Vector Databases - What are they? Why do we need them?

A comprehensive guide to understanding vector databases, their importance in modern AI systems, and how they provide long-term memory for Large Language Models.

Before we jump into what vector databases are we need to understand what a Vector is. In mathematics and in Computer Science a Vector quantity is defined as a an entity that has a magnitude and direction, for example velocity, acceleration, force or even things like employee productivity, revenue growth etc.

What is a Vector?

The opposite of Vector quantities are called Scalar quantities and they include things like mass, time, distance, speed, salary, address etc. The databases we have been accustomed to usually store and process these scalar quantities.

What is a Vector Database?

A vector database is a database that stores data in the form of high-dimensional vectors. A Vector is a mathematical representations of features or attributes, and they contain multiple dimensions, which can vary in number based on the level of complexity and detail in the data.

Vectors are usually represented as list of numbers and can be manipulated using matrix algebra, their dimensionality can vary from a couple to thousands to millions of dimensions.

A Vector database allows us to store, query and manipulate such data. One thing to note is that all these operations are fuzzy rather than discrete, meaning instead of returning exact results they return similar results.
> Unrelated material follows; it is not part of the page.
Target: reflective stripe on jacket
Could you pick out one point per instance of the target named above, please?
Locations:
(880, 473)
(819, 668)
Embeddings are numerical representations, in the form of vectors or arrays, that depict the meaning and contextual information of the tokens processed and generated by the model. Embeddings helps the model and the database to gain semantic and syntactic understanding of the tokens.
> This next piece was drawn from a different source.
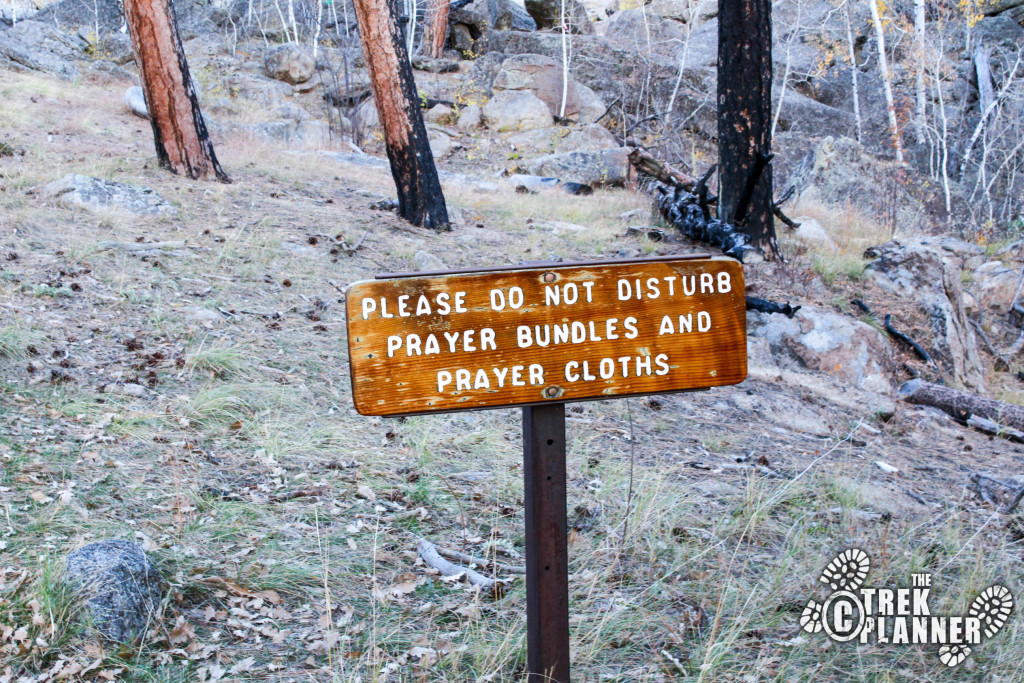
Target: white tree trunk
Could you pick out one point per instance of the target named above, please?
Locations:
(887, 81)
The generation of vectors typically involves the application of a transformation or embedding function to raw data, including text, images, audio, video, and other types of information. The embedding functions can be various machine learning models, word embeddings, feature extraction algorithms and even large language models LLMs. After the application of embeddings these vectors then gets stored in the database, when a query is generated the same embeddings are applied to it and results are returned depending upon vector distance or similarity in vector space.

Vector Embeddings Diagram

The similarity measure can be based on various metrics, such as Cosine Similarity, Euclidean Distance, Manhattan Distance, hamming distance, Jaccard similarity, Minkowski Distance etc. You can read about main Vector similarity search types here.

Standalone similarity search indexes also exist like Facebook AI Similarity Search but they lack the scalability, security and data management provided by the Vector databases.

Why do we need Vector Databases?

Vector Databases makes it very easy to store, index and retrieve multi-dimensional vector data, this vector data can include feature and attributes representing characteristics of text, images, geo-spatial data, audio or video data or any type of data that can be represented numerically like genomics or scientific simulations.

Vector databases can also store Machine Learning models represented by vectors of weights and biases

The stored Vector data can be queried to provide similarity search nearest neighbor searches on large vector datasets. Applications of which can include but not limited to

Recommendation systems.
Content based search, searching an image, video or PDF from a text query or vice versa.
Computer Vision: Objection recognition, visually similar image search or generation.
Fraud or anomaly detection etc
Natural Language Processing, sentiment analysis, translation etc

One of the feature of Vector databases is that also they provide a long term memory for Large Language Models, by storing the information as vectors and supplying the these vectors along with user generated prompts to fine tune the results returned. By utilizing the vector database as a source of long-term memory, the language model can improve its performance and provide more relevant, personalized and context aware responses.

Popular Vector Databases

A few of the Vector databases on the market include:

Pinecone
Weaviate
Chroma
Milvus
Vespa

In conclusion, vector databases offer a powerful solution for storing and manipulating high-dimensional vector data. By leveraging mathematical representations of features and attributes, vector databases enable efficient storage, indexing, and retrieval of multi-dimensional data.